ASCII Table & Unicode Character Reference

Browse, search, and copy ASCII and Unicode characters with full encoding details.

About This Tool

The ASCII Table & Unicode Character Reference is a comprehensive, browser-based lookup tool for developers, system administrators, and anyone who works with character encodings. It covers the full ASCII character set (codes 0–127) as well as commonly used Unicode blocks including Latin Extended characters, currency symbols, arrows, mathematical operators, box-drawing characters, and geometric shapes.

ASCII (American Standard Code for Information Interchange) was first published in 1963 and remains the foundation of virtually every modern character encoding scheme. The original 128 characters include 33 non-printing control codes (such as NUL, TAB, LF, CR, and ESC), the space character, and 94 printable characters covering digits, uppercase and lowercase Latin letters, and common punctuation marks. Understanding these codes is essential when working with low-level protocols, terminal emulators, serial communication, file formats, or any system that processes raw byte streams.

Unicode extends ASCII to cover over 150,000 characters from scripts around the world. This tool highlights the most frequently referenced Unicode blocks so you can quickly find currency signs like € and £, directional arrows, mathematical symbols such as ∑ and ∏, and box-drawing characters used in terminal UIs. Every entry shows its decimal, hexadecimal, octal, and binary value, plus ready-to-copy HTML entities, CSS escape sequences, JavaScript escape sequences, and raw UTF-8 byte representations.

All lookups and conversions happen entirely in your browser. No data is sent to any server, making the tool safe to use in any environment. Whether you need to embed a special character in HTML, construct a binary protocol payload, or simply remember which ASCII code corresponds to the at-sign, this reference has you covered.

How to Use

  1. Use the search bar to find characters by name, description, decimal value, hexadecimal value, or the character itself.
  2. Switch between category tabs (All, Control, Printable, Extended Latin, Symbols, Arrows, Math) to narrow the table.
  3. Click any row to open its detail panel showing decimal, hex, octal, binary, HTML entity, CSS escape, JS escape, and UTF-8 byte values.
  4. Click any field in the detail panel to copy that specific value to your clipboard.
  5. Click the copy icon on any row to quickly copy just the character.
  6. Press Escape to close the detail panel.
  7. Click Load more at the bottom of the table to view additional characters in large result sets.

FAQ

What is the difference between ASCII and Unicode?
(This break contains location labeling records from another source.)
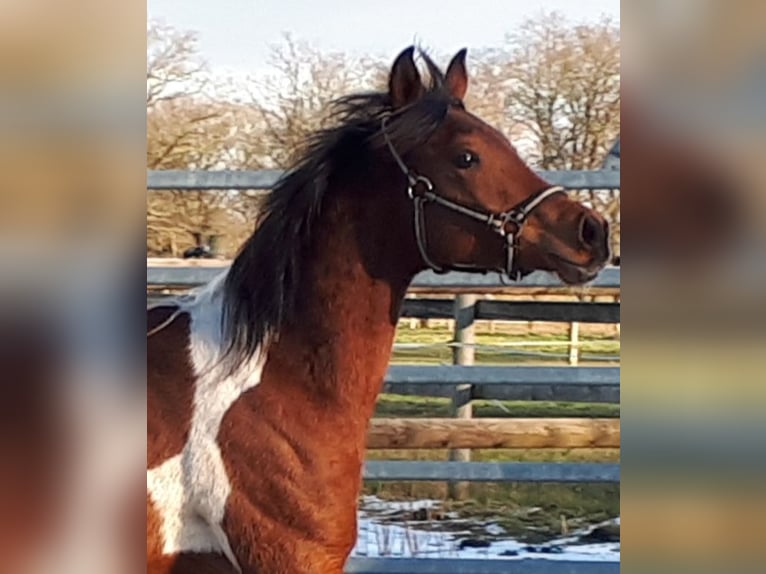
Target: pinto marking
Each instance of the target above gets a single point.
(190, 490)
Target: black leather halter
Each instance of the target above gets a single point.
(421, 191)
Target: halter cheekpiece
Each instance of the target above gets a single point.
(420, 190)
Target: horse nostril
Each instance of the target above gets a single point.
(592, 231)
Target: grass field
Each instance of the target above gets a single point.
(532, 512)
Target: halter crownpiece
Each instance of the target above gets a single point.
(420, 190)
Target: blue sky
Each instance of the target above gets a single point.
(236, 34)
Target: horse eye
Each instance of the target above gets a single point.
(466, 159)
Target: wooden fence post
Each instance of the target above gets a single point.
(574, 340)
(462, 354)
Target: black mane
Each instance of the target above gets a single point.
(262, 283)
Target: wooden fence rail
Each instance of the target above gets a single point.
(431, 433)
(520, 383)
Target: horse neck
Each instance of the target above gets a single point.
(338, 342)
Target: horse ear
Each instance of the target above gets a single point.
(404, 83)
(456, 77)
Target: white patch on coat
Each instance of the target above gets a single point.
(189, 490)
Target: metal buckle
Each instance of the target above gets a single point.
(414, 181)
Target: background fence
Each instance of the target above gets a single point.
(463, 381)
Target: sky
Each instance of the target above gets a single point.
(235, 35)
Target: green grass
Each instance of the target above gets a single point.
(438, 351)
(531, 512)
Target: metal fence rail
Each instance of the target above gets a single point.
(186, 277)
(519, 383)
(591, 384)
(491, 471)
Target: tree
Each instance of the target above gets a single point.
(561, 88)
(294, 99)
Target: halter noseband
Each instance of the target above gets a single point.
(497, 222)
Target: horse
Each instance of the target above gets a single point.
(261, 386)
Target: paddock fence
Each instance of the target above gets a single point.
(463, 381)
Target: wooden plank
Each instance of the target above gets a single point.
(566, 312)
(463, 354)
(434, 433)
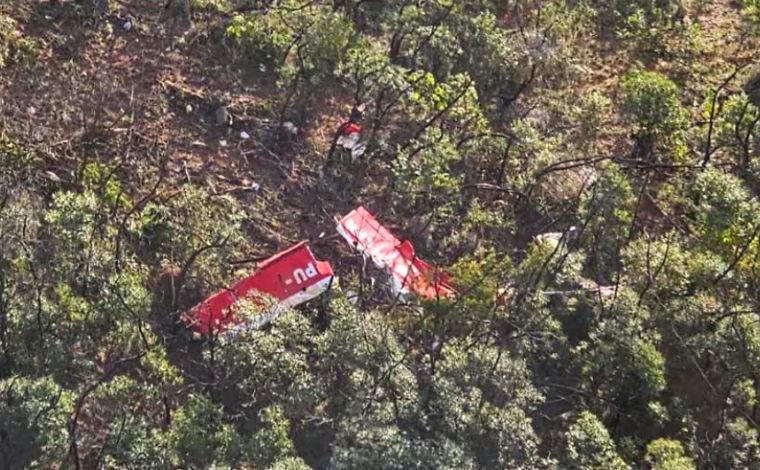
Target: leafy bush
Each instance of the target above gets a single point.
(309, 41)
(653, 103)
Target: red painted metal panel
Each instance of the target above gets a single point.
(291, 277)
(408, 272)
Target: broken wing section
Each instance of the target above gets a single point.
(408, 273)
(291, 277)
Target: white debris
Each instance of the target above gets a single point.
(290, 128)
(349, 141)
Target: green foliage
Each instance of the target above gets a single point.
(305, 41)
(752, 10)
(33, 414)
(653, 103)
(666, 454)
(199, 436)
(589, 446)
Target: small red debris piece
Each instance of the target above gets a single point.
(292, 277)
(408, 272)
(348, 128)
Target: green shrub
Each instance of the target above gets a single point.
(653, 103)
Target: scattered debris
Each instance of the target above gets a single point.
(291, 277)
(290, 128)
(223, 116)
(555, 238)
(408, 272)
(52, 176)
(351, 138)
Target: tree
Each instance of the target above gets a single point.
(589, 446)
ASCII defines 128 characters (codes 0-127) using 7 bits, covering basic Latin letters, digits, punctuation, and control codes. Unicode is a superset that assigns unique code points to over 150,000 characters from virtually every writing system in the world. The first 128 Unicode code points are identical to ASCII.

What are control characters?

Control characters (ASCII 0-31 and 127) are non-printing characters originally designed to control hardware devices like printers and teletypes. Common examples include TAB (9), LF (10, line feed), CR (13, carriage return), and ESC (27, escape). They are still widely used in terminal protocols and text file formats.

How do I use an HTML entity in my code?

You can use either a named entity like & for the ampersand or a numeric entity like &. Named entities are available only for a subset of characters, while numeric entities work for any Unicode code point. This tool provides both formats when applicable.

Is my data sent to a server?

No. This tool runs entirely in your browser using client-side JavaScript. No network requests are made, and no data leaves your machine. It is safe to use in restricted or air-gapped environments.

Why are some characters shown as abbreviations?

Characters in the control range (0-31 and 127) are non-printable, so the table shows their standard two- or three-letter abbreviations such as NUL, SOH, STX, ETX, LF, CR, ESC, and DEL. These names are defined in the original ASCII specification.

What Unicode blocks are included?

The extended section covers Latin Extended-A and a subset of Latin Extended-B, Currency Symbols, Arrows, Mathematical Operators, Box Drawing, Block Elements, Geometric Shapes, and a subset of Miscellaneous Symbols. These are the blocks most commonly needed by developers.

Can I search by hexadecimal value?

Yes. Type a hex value like 41 or 2F into the search bar and the table will filter to characters whose code point matches. You can also search by decimal value, character name, or the character itself.